AM-69 Georges Payre
The AM-69 Georges Payre, also known as the Arts & Métiers AM-69 and the ENAM-69/70, was a conventionally laid out low wing monoplane designed and built by French students in the early 1970s. It was intended as a trainer, seating two in tandem.
Design and development
Design of the AM-69 began in 1969 as the name suggests, when a group of twelve students of the school started from the incomplete design of the Gaucher TRG-662, a tandem seat light aircraft. The AM machine was to be a two-seat training aircraft and the design work occupied the students for some 3,000 hours. Its construction, undertaken by another group of ten students took 4,000 hours, with the AM-69 flying on 6 May 1973. It was named after one of their lecturers.The prototype AM-69 was an all-wood, low wing cantilever monoplane. Its wings, skinned with birch plywood had a modified Mureau 234 section with a maximum thickness-to-chord ratio of 13.2%, notable for the large area of both upper and lower surfaces which were flat. There was dihedral over the whole wing and a full-span combination of inboard flaps and ailerons.
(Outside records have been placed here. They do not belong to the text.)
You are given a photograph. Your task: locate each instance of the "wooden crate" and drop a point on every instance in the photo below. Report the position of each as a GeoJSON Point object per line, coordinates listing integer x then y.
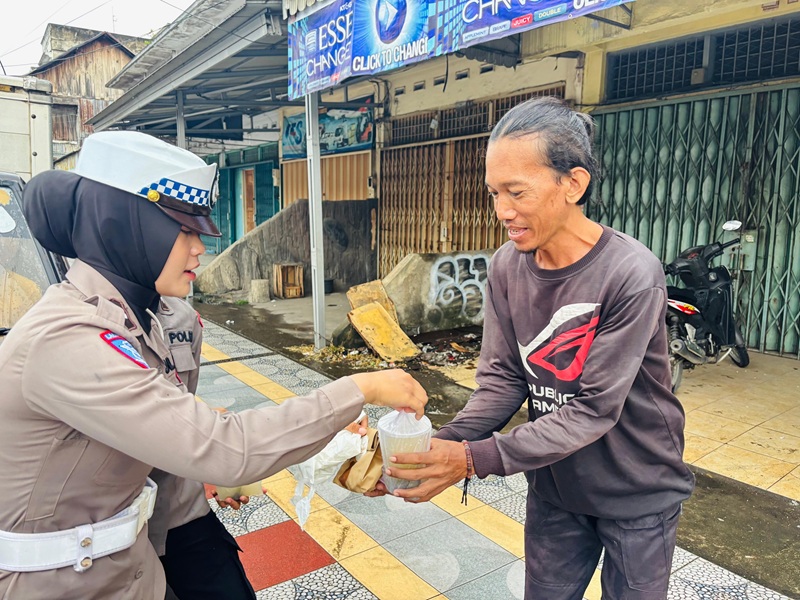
{"type": "Point", "coordinates": [287, 280]}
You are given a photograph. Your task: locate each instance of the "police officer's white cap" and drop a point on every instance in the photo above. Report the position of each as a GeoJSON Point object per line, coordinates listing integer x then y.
{"type": "Point", "coordinates": [179, 182]}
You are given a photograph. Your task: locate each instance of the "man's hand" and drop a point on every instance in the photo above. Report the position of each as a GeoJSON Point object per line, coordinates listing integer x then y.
{"type": "Point", "coordinates": [393, 388]}
{"type": "Point", "coordinates": [359, 427]}
{"type": "Point", "coordinates": [444, 465]}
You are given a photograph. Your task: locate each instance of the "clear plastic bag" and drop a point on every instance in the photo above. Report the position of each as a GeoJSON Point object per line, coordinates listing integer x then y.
{"type": "Point", "coordinates": [321, 468]}
{"type": "Point", "coordinates": [400, 432]}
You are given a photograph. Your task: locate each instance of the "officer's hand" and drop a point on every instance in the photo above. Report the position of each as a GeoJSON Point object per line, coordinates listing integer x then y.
{"type": "Point", "coordinates": [234, 504]}
{"type": "Point", "coordinates": [393, 388]}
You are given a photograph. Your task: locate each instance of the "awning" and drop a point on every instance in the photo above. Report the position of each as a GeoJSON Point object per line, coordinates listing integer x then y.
{"type": "Point", "coordinates": [221, 60]}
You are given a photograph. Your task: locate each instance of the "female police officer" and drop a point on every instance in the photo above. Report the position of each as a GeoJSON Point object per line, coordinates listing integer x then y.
{"type": "Point", "coordinates": [91, 401]}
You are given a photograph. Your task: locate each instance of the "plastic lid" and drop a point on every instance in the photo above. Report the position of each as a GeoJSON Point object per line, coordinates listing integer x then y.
{"type": "Point", "coordinates": [403, 424]}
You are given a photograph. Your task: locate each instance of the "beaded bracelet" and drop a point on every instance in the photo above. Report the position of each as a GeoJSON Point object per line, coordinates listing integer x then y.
{"type": "Point", "coordinates": [470, 471]}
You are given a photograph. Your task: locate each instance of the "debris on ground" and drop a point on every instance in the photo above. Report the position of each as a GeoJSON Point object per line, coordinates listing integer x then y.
{"type": "Point", "coordinates": [360, 358]}
{"type": "Point", "coordinates": [453, 353]}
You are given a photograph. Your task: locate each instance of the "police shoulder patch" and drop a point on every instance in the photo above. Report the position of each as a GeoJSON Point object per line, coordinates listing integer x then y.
{"type": "Point", "coordinates": [124, 347]}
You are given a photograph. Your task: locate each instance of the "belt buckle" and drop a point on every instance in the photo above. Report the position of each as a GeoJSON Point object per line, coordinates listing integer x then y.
{"type": "Point", "coordinates": [145, 504]}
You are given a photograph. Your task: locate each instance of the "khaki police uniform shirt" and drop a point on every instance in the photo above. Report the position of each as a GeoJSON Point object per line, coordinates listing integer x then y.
{"type": "Point", "coordinates": [83, 425]}
{"type": "Point", "coordinates": [179, 500]}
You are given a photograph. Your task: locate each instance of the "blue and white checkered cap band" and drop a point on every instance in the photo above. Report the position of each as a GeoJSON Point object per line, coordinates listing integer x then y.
{"type": "Point", "coordinates": [180, 191]}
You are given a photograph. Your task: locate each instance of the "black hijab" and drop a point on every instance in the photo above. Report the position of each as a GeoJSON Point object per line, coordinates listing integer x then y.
{"type": "Point", "coordinates": [124, 237]}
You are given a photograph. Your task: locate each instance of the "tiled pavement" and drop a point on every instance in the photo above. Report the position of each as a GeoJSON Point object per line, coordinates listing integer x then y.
{"type": "Point", "coordinates": [357, 548]}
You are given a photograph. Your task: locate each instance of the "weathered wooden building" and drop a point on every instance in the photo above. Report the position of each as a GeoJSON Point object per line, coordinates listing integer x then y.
{"type": "Point", "coordinates": [79, 62]}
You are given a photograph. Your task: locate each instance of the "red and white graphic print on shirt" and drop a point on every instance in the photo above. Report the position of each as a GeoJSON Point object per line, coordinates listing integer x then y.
{"type": "Point", "coordinates": [563, 353]}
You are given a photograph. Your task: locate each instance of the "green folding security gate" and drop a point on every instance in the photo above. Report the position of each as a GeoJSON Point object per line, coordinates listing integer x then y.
{"type": "Point", "coordinates": [674, 170]}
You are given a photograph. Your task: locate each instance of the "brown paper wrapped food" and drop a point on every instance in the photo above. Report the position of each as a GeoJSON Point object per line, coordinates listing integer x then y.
{"type": "Point", "coordinates": [362, 474]}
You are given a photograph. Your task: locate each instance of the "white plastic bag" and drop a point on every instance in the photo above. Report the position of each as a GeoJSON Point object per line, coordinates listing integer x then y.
{"type": "Point", "coordinates": [400, 432]}
{"type": "Point", "coordinates": [321, 468]}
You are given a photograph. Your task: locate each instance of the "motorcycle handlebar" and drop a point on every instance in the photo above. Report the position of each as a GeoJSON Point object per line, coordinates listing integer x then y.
{"type": "Point", "coordinates": [730, 243]}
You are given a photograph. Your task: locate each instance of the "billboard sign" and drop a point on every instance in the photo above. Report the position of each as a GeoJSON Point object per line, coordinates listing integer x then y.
{"type": "Point", "coordinates": [339, 131]}
{"type": "Point", "coordinates": [355, 37]}
{"type": "Point", "coordinates": [362, 37]}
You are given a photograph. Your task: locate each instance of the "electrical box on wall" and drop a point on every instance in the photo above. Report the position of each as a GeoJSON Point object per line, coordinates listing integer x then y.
{"type": "Point", "coordinates": [748, 249]}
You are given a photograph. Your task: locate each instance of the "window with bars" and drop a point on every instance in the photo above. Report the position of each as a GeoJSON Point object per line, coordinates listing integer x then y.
{"type": "Point", "coordinates": [767, 49]}
{"type": "Point", "coordinates": [467, 119]}
{"type": "Point", "coordinates": [654, 70]}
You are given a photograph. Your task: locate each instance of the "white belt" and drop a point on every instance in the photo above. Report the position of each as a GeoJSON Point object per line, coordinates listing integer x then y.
{"type": "Point", "coordinates": [80, 545]}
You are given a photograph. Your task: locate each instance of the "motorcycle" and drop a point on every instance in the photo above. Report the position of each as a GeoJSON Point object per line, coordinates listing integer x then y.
{"type": "Point", "coordinates": [700, 313]}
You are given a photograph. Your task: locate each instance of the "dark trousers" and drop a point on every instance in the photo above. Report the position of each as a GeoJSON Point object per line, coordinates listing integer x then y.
{"type": "Point", "coordinates": [202, 561]}
{"type": "Point", "coordinates": [562, 550]}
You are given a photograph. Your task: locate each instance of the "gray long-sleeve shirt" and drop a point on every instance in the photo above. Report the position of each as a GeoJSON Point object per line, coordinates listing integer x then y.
{"type": "Point", "coordinates": [586, 346]}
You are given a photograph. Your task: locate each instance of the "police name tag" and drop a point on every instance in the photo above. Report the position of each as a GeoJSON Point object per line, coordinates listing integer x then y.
{"type": "Point", "coordinates": [124, 347]}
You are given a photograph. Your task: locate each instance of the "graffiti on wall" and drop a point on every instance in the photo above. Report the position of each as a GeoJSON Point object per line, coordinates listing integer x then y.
{"type": "Point", "coordinates": [457, 292]}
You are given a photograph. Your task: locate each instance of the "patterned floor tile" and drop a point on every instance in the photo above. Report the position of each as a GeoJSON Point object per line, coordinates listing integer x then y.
{"type": "Point", "coordinates": [328, 583]}
{"type": "Point", "coordinates": [212, 379]}
{"type": "Point", "coordinates": [512, 506]}
{"type": "Point", "coordinates": [235, 399]}
{"type": "Point", "coordinates": [448, 554]}
{"type": "Point", "coordinates": [259, 513]}
{"type": "Point", "coordinates": [280, 553]}
{"type": "Point", "coordinates": [387, 518]}
{"type": "Point", "coordinates": [505, 583]}
{"type": "Point", "coordinates": [517, 482]}
{"type": "Point", "coordinates": [301, 380]}
{"type": "Point", "coordinates": [489, 490]}
{"type": "Point", "coordinates": [681, 558]}
{"type": "Point", "coordinates": [235, 346]}
{"type": "Point", "coordinates": [702, 580]}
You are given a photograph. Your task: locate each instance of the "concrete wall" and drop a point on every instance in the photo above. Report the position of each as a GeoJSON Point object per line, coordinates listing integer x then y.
{"type": "Point", "coordinates": [349, 246]}
{"type": "Point", "coordinates": [434, 292]}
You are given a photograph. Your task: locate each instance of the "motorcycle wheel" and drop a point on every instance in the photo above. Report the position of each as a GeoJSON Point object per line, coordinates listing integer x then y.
{"type": "Point", "coordinates": [739, 354]}
{"type": "Point", "coordinates": [676, 370]}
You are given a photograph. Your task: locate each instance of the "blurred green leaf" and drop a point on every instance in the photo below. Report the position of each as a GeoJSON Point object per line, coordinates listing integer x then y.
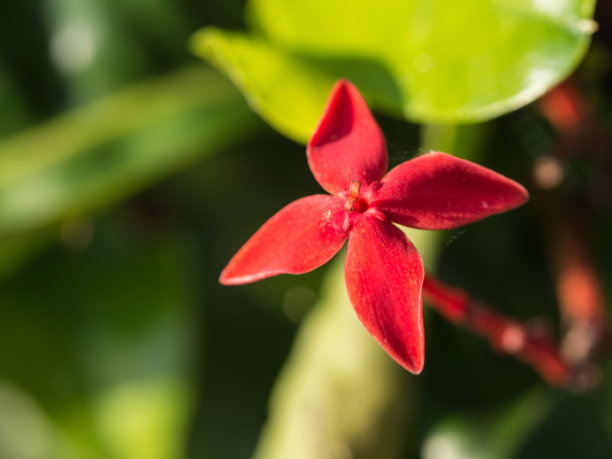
{"type": "Point", "coordinates": [430, 61]}
{"type": "Point", "coordinates": [111, 148]}
{"type": "Point", "coordinates": [103, 342]}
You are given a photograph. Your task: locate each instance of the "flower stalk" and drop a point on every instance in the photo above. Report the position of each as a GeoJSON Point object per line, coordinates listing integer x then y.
{"type": "Point", "coordinates": [533, 345]}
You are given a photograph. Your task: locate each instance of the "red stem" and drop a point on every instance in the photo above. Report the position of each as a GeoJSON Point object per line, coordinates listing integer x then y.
{"type": "Point", "coordinates": [532, 345]}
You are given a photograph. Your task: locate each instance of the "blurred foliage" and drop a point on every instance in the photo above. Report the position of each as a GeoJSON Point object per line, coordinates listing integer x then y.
{"type": "Point", "coordinates": [130, 172]}
{"type": "Point", "coordinates": [429, 61]}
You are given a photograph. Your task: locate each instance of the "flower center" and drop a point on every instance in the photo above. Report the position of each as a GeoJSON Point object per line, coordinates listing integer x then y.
{"type": "Point", "coordinates": [357, 202]}
{"type": "Point", "coordinates": [353, 200]}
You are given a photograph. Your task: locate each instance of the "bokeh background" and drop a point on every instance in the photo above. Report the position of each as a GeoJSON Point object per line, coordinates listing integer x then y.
{"type": "Point", "coordinates": [131, 171]}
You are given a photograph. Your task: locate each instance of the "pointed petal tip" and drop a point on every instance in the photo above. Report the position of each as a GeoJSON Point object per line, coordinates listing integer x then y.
{"type": "Point", "coordinates": [347, 144]}
{"type": "Point", "coordinates": [414, 359]}
{"type": "Point", "coordinates": [228, 279]}
{"type": "Point", "coordinates": [439, 191]}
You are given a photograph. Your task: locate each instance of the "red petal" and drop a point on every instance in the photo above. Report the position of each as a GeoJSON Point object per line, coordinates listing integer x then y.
{"type": "Point", "coordinates": [384, 275]}
{"type": "Point", "coordinates": [439, 191]}
{"type": "Point", "coordinates": [347, 144]}
{"type": "Point", "coordinates": [299, 238]}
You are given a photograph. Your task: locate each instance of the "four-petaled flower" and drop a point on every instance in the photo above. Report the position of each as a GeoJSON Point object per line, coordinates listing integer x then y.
{"type": "Point", "coordinates": [384, 273]}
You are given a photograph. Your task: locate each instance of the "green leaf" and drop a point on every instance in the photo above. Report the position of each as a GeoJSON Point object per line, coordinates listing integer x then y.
{"type": "Point", "coordinates": [104, 151]}
{"type": "Point", "coordinates": [498, 433]}
{"type": "Point", "coordinates": [435, 61]}
{"type": "Point", "coordinates": [288, 92]}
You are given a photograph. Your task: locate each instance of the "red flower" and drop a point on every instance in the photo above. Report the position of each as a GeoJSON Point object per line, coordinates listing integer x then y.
{"type": "Point", "coordinates": [384, 272]}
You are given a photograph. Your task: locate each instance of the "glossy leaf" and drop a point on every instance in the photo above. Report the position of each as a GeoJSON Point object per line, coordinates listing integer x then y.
{"type": "Point", "coordinates": [347, 144]}
{"type": "Point", "coordinates": [429, 61]}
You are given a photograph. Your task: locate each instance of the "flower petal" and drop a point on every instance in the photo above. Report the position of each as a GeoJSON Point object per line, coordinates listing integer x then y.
{"type": "Point", "coordinates": [347, 144]}
{"type": "Point", "coordinates": [439, 191]}
{"type": "Point", "coordinates": [384, 275]}
{"type": "Point", "coordinates": [299, 238]}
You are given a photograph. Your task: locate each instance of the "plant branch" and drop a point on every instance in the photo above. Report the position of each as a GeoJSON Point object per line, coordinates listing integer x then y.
{"type": "Point", "coordinates": [533, 345]}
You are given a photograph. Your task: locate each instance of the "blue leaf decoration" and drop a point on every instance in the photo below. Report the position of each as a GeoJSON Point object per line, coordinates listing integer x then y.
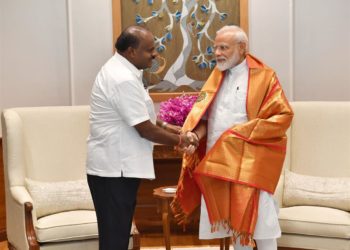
{"type": "Point", "coordinates": [178, 15]}
{"type": "Point", "coordinates": [161, 48]}
{"type": "Point", "coordinates": [169, 36]}
{"type": "Point", "coordinates": [203, 65]}
{"type": "Point", "coordinates": [209, 50]}
{"type": "Point", "coordinates": [204, 9]}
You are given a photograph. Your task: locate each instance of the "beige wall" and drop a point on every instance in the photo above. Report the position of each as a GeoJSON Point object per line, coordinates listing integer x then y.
{"type": "Point", "coordinates": [50, 51]}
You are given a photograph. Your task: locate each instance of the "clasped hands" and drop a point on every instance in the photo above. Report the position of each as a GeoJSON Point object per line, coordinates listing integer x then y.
{"type": "Point", "coordinates": [189, 142]}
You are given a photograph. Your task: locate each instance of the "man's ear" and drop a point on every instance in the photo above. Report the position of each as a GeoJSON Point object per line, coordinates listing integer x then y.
{"type": "Point", "coordinates": [131, 52]}
{"type": "Point", "coordinates": [242, 48]}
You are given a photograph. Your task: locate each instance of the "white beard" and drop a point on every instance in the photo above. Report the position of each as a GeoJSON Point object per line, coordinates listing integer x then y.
{"type": "Point", "coordinates": [229, 63]}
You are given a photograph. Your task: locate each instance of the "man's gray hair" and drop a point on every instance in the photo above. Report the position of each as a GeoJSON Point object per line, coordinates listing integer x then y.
{"type": "Point", "coordinates": [238, 33]}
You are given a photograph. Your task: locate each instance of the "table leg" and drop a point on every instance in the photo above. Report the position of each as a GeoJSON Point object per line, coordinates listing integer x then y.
{"type": "Point", "coordinates": [166, 223]}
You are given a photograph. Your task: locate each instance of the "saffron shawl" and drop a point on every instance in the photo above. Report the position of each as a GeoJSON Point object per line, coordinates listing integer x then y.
{"type": "Point", "coordinates": [245, 159]}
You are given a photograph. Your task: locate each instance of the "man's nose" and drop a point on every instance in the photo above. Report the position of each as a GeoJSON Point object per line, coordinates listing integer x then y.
{"type": "Point", "coordinates": [154, 54]}
{"type": "Point", "coordinates": [217, 52]}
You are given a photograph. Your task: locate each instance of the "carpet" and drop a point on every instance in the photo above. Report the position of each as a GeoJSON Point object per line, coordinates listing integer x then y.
{"type": "Point", "coordinates": [185, 248]}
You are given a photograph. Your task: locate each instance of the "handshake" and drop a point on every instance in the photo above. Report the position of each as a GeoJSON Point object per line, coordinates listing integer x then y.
{"type": "Point", "coordinates": [189, 142]}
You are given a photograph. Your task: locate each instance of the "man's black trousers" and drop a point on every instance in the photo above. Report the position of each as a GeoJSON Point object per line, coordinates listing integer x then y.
{"type": "Point", "coordinates": [114, 200]}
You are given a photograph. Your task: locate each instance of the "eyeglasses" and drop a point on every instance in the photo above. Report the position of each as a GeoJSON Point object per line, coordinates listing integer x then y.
{"type": "Point", "coordinates": [221, 47]}
{"type": "Point", "coordinates": [224, 48]}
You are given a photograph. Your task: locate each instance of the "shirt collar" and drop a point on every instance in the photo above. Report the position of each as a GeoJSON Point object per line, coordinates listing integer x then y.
{"type": "Point", "coordinates": [238, 68]}
{"type": "Point", "coordinates": [129, 65]}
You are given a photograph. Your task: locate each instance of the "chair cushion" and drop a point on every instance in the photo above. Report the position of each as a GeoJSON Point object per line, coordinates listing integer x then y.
{"type": "Point", "coordinates": [302, 190]}
{"type": "Point", "coordinates": [54, 197]}
{"type": "Point", "coordinates": [72, 225]}
{"type": "Point", "coordinates": [69, 226]}
{"type": "Point", "coordinates": [316, 221]}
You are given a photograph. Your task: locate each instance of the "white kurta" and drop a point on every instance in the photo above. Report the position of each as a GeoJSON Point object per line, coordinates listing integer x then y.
{"type": "Point", "coordinates": [228, 109]}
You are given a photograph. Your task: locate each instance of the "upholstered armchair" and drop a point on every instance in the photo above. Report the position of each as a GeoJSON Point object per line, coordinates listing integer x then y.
{"type": "Point", "coordinates": [48, 204]}
{"type": "Point", "coordinates": [314, 189]}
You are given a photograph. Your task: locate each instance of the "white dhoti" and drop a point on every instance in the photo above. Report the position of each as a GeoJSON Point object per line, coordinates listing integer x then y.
{"type": "Point", "coordinates": [267, 226]}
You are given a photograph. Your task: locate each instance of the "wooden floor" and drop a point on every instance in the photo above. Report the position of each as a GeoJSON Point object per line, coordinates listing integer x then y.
{"type": "Point", "coordinates": [156, 240]}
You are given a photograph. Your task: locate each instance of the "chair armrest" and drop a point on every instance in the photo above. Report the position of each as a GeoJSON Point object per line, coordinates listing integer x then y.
{"type": "Point", "coordinates": [20, 195]}
{"type": "Point", "coordinates": [279, 191]}
{"type": "Point", "coordinates": [18, 210]}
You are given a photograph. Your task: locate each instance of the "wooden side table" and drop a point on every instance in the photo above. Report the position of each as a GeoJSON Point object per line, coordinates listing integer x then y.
{"type": "Point", "coordinates": [165, 200]}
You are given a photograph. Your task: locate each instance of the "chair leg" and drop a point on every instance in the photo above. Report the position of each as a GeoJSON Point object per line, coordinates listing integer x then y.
{"type": "Point", "coordinates": [30, 232]}
{"type": "Point", "coordinates": [225, 243]}
{"type": "Point", "coordinates": [222, 243]}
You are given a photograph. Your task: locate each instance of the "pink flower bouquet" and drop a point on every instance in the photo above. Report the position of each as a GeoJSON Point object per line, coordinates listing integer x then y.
{"type": "Point", "coordinates": [175, 110]}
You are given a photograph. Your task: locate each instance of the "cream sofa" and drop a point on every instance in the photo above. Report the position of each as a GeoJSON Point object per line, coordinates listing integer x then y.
{"type": "Point", "coordinates": [314, 212]}
{"type": "Point", "coordinates": [44, 161]}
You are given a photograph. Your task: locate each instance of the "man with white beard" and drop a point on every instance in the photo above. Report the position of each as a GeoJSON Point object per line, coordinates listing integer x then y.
{"type": "Point", "coordinates": [240, 118]}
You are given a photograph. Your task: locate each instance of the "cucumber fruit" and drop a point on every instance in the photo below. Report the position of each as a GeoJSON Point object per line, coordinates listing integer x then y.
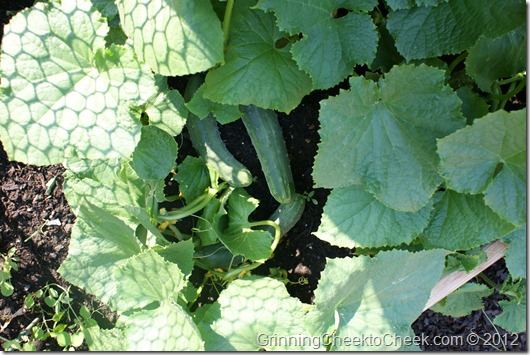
{"type": "Point", "coordinates": [206, 139]}
{"type": "Point", "coordinates": [267, 138]}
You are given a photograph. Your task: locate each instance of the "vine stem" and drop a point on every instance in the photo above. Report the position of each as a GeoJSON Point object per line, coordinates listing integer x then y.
{"type": "Point", "coordinates": [455, 62]}
{"type": "Point", "coordinates": [226, 21]}
{"type": "Point", "coordinates": [257, 263]}
{"type": "Point", "coordinates": [510, 93]}
{"type": "Point", "coordinates": [195, 206]}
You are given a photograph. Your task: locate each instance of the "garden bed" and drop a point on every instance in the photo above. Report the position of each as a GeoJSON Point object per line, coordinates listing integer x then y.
{"type": "Point", "coordinates": [36, 221]}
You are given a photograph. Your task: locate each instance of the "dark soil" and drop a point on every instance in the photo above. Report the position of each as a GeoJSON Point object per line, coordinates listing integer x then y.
{"type": "Point", "coordinates": [25, 209]}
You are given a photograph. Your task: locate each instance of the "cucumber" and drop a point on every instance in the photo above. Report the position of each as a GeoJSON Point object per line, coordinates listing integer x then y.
{"type": "Point", "coordinates": [216, 256]}
{"type": "Point", "coordinates": [267, 138]}
{"type": "Point", "coordinates": [205, 230]}
{"type": "Point", "coordinates": [287, 215]}
{"type": "Point", "coordinates": [206, 139]}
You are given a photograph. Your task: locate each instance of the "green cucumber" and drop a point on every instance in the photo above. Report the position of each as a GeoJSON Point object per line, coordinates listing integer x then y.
{"type": "Point", "coordinates": [206, 139]}
{"type": "Point", "coordinates": [287, 215]}
{"type": "Point", "coordinates": [216, 256]}
{"type": "Point", "coordinates": [267, 138]}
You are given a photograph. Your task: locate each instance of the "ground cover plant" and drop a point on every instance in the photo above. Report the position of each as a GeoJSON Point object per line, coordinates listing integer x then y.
{"type": "Point", "coordinates": [424, 163]}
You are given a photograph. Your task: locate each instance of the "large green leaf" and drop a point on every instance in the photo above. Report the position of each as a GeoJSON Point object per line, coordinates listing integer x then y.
{"type": "Point", "coordinates": [330, 47]}
{"type": "Point", "coordinates": [100, 244]}
{"type": "Point", "coordinates": [489, 157]}
{"type": "Point", "coordinates": [176, 37]}
{"type": "Point", "coordinates": [69, 90]}
{"type": "Point", "coordinates": [463, 222]}
{"type": "Point", "coordinates": [155, 154]}
{"type": "Point", "coordinates": [407, 4]}
{"type": "Point", "coordinates": [106, 7]}
{"type": "Point", "coordinates": [463, 301]}
{"type": "Point", "coordinates": [167, 328]}
{"type": "Point", "coordinates": [515, 256]}
{"type": "Point", "coordinates": [238, 236]}
{"type": "Point", "coordinates": [374, 296]}
{"type": "Point", "coordinates": [380, 135]}
{"type": "Point", "coordinates": [167, 111]}
{"type": "Point", "coordinates": [202, 107]}
{"type": "Point", "coordinates": [513, 316]}
{"type": "Point", "coordinates": [193, 178]}
{"type": "Point", "coordinates": [249, 314]}
{"type": "Point", "coordinates": [453, 26]}
{"type": "Point", "coordinates": [109, 184]}
{"type": "Point", "coordinates": [354, 218]}
{"type": "Point", "coordinates": [146, 278]}
{"type": "Point", "coordinates": [256, 72]}
{"type": "Point", "coordinates": [496, 58]}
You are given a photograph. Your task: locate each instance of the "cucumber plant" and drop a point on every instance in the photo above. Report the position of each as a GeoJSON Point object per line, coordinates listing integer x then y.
{"type": "Point", "coordinates": [423, 149]}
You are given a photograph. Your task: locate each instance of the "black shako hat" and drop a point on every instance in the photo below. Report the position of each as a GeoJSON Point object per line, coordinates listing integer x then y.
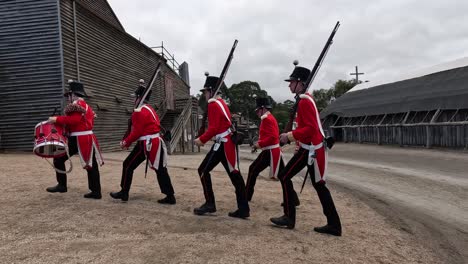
{"type": "Point", "coordinates": [140, 90]}
{"type": "Point", "coordinates": [263, 102]}
{"type": "Point", "coordinates": [210, 82]}
{"type": "Point", "coordinates": [299, 73]}
{"type": "Point", "coordinates": [76, 88]}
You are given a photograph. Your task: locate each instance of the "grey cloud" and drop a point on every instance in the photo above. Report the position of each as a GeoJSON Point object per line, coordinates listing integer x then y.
{"type": "Point", "coordinates": [384, 38]}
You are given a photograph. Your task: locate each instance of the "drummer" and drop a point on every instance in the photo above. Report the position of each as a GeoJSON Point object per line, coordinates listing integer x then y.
{"type": "Point", "coordinates": [79, 120]}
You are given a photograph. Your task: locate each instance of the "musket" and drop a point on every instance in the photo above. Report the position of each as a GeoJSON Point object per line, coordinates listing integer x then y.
{"type": "Point", "coordinates": [218, 85]}
{"type": "Point", "coordinates": [311, 77]}
{"type": "Point", "coordinates": [140, 101]}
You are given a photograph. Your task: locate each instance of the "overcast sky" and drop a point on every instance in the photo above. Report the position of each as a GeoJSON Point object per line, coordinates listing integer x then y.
{"type": "Point", "coordinates": [384, 38]}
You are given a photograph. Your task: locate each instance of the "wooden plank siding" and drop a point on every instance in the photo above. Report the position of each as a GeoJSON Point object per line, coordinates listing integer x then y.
{"type": "Point", "coordinates": [110, 63]}
{"type": "Point", "coordinates": [40, 50]}
{"type": "Point", "coordinates": [449, 129]}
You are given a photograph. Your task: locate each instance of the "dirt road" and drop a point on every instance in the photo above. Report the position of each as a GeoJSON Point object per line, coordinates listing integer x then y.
{"type": "Point", "coordinates": [40, 227]}
{"type": "Point", "coordinates": [423, 192]}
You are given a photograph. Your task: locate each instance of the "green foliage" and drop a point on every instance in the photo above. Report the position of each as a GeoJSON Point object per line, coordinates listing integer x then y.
{"type": "Point", "coordinates": [241, 97]}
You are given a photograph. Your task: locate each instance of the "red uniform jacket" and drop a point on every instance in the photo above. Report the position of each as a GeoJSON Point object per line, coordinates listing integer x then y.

The Georges Payre was powered by a 67 kW Continental C90 air-cooled flat four engine in the nose of its rectangular section, round decked fuselage. Fuel tanks were in the wings. The occupants sat in tandem under a long, framed canopy with individual, starboard-hinged sections for access. Solo control was from the forward seat, over the wing. The conventional cantilever tail had swept, straight-edged vertical surfaces, with a rudder that extended to the keel and horizontal surfaces mounted at mid-fuselage height forward of the rudder hinge. The control surfaces were horn balanced and there was a large trim tab on the port elevator.
The AM-69's fixed, conventional undercarriage borrowed heavily from other designs. The main legs and wheels, mounted onto the front wing spar, were from a Robin DR.220 and the tailwheel was a modified Stampe SV.4 component.
The ENAM students began the design of an all-metal version, with larger tail surfaces and revised canopy and engine cowling, intending it to be homebuilt from plans but nothing seems to have come of this.